The process would only restore about one-seventh of Mars’ original oceans and rivers. Future colonists could crash comets on the Martian surface to import more water.
Eventually, genetically engineered plants could be sowed to start making oxygen and thus create a Martian biosphere.
To be sure the gradual method is not as exciting as setting off nukes, but it does hold a better promise of terraforming the Red Planet.
In the meantime, Musk has started testing the technology of his Starship rocket with which he intends to send settlers and supplies to Mars.
The stubby vehicle called the Starhopper has already risen 20 meters in the air and then descended, spewing out a great deal of fire and smoke. SpaceX intends to send Starhopper 200 meters into the air as soon as approvals are obtained from the FAA.
Ever ambitious, Musk would like to send the fully reusable Starship into low Earth orbit by 2020 or 2021. He intends to use the rocket ship, which will be boosted by an even heavier rocket stage, the Super Heavy, as a commercial launcher.

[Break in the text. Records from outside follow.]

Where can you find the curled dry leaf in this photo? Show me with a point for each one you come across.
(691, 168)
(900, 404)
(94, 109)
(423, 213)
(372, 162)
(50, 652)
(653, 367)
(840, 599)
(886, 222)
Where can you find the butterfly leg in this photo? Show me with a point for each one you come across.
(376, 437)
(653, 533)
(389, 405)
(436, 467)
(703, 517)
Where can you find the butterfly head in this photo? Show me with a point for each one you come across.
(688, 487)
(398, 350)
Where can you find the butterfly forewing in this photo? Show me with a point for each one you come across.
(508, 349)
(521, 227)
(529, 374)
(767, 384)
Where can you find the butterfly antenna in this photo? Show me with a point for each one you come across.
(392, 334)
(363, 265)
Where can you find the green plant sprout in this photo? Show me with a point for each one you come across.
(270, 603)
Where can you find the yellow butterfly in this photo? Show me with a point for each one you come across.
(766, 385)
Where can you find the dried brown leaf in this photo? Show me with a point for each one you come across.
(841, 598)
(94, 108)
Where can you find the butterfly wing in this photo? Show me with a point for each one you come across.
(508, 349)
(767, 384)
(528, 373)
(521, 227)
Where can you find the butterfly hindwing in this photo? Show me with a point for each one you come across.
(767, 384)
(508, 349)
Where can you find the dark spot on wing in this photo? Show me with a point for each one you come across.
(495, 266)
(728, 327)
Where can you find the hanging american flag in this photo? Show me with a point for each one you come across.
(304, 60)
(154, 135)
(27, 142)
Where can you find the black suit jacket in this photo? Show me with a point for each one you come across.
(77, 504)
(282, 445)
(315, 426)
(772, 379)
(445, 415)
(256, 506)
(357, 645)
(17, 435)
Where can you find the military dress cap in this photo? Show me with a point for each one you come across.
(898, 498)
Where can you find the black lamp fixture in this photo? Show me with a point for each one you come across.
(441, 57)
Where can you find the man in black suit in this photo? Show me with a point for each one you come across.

Musk has talked about landing a Starship on the lunar surface filled with supplies to prove to NASA that it could be used for the Artemis return to the moon program.
SpaceX also has been contracted to send a Starship around the moon with a Japanese fashion tycoon and a select passenger manifest of artists.
Mars is Musk’s ultimate goal. With in-orbit refueling, Musk thinks that he can send a 100 tons of cargo or 100 people to Mars with each trip. Slowly but surely, a Mars settlement would be built.
Musk has said that it is his ambition to die on Mars, “though not on impact.” The man cannot be faulted for a lack of ambition.